Docstring quality rules:

  • First line: A concise one-line summary of what the function does (imperative mood: "Calculate...", "Return...", "Validate...")
  • Parameters: Document every parameter with name, type (if not in signature), and description
  • Returns: Document what the function returns, including type
  • Raises/Throws: Document exceptions that can be raised
  • No fluff: Don't restate the function name. Don't say "This function..." — just describe what it does
  • Be specific: Prefer "Calculate the Euclidean distance between two 2D points" over "Perform calculation"
  • Edge cases: Mention important edge case behavior (e.g., "Returns None if the list is empty")

Step 5: Apply Changes

Apply the docstrings directly to the source files. Use precise edits — do NOT rewrite entire files. For each symbol:

  1. Locate the function/method/class definition in the file
  2. Check if a docstring already exists
    • If yes and it's outdated/incomplete: update it
    • If yes and it's accurate: skip it
    • If no: insert one
  3. Apply the edit

Step 6: Summary Report

After applying all docstrings, output a summary:

## Docstring Coverage Report

**Scope**: `git diff HEAD` (uncommitted changes)
**Files scanned**: 7
**Symbols found in diff**: 12
**Docstrings added**: 8
**Docstrings updated**: 2
**Already documented**: 2

### Changes by file:
- `src/auth/token.py` — added docstrings to `generate_token()`, `validate_token()`, `refresh_token()`
- `src/api/handlers.py` — added docstring to `UserHandler` class, updated `handle_request()`
- `src/utils/math.py` — added docstrings to `normalize()`, `clamp()`, `lerp()`

Edge Cases

  • Decorators: Place docstring after the function def line, not after decorators
  • Overloaded methods: Document the primary signature; note overloads
  • Property getters/setters: Document the property, not individual get/set
  • One-liners: Still add a one-line docstring even for simple functions
  • Test functions: Use a lighter style — one line describing what's being tested
  • Private/internal functions (e.g., _helper()): Still document, but can be briefer
  • Lambda functions: Skip — these can't have docstrings
  • Already well-documented: Don't touch it.
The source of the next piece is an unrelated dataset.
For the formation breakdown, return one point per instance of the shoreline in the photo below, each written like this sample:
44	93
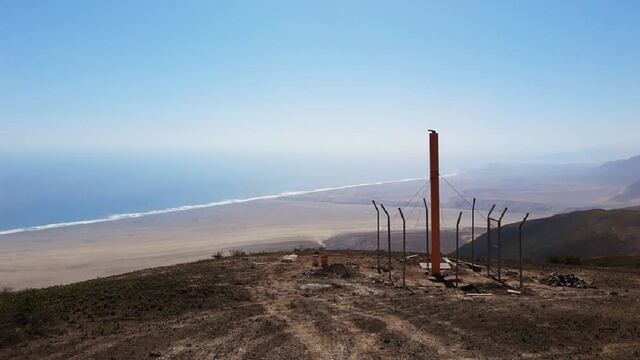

Only update if the signature changed but the docstring didn't reflect it.

Language-Specific Details

Routing Logic: Based on the language(s) detected in the project, refer to the corresponding file in the languages/ directory.

Routing Table

Map the file extension to the correct language definition file:

Extension(s)Language File
.pylanguages/python.md
.js, .mjs, .cjs, .jsxlanguages/javascript-typescript.md
.ts, .tsx, .mtslanguages/javascript-typescript.md
.java, .kt, .ktslanguages/java-kotlin.md
.golanguages/go.md
.rslanguages/rust.md
.rblanguages/ruby.md
.c, .hlanguages/c-cpp-csharp.md
.cpp, .cc, .cxx, .hpp, .hxxlanguages/c-cpp-csharp.md
.cslanguages/c-cpp-csharp.md
.swiftlanguages/swift.md
.phplanguages/php.md
.scala, .sclanguages/elixir-scala-lua-shell.md
.ex, .exslanguages/elixir-scala-lua-shell.md
.lualanguages/elixir-scala-lua-shell.md
.sh, .bash, .zshlanguages/elixir-scala-lua-shell.md

For cross-language rules (linting, generated code, encoding), see conventions.md.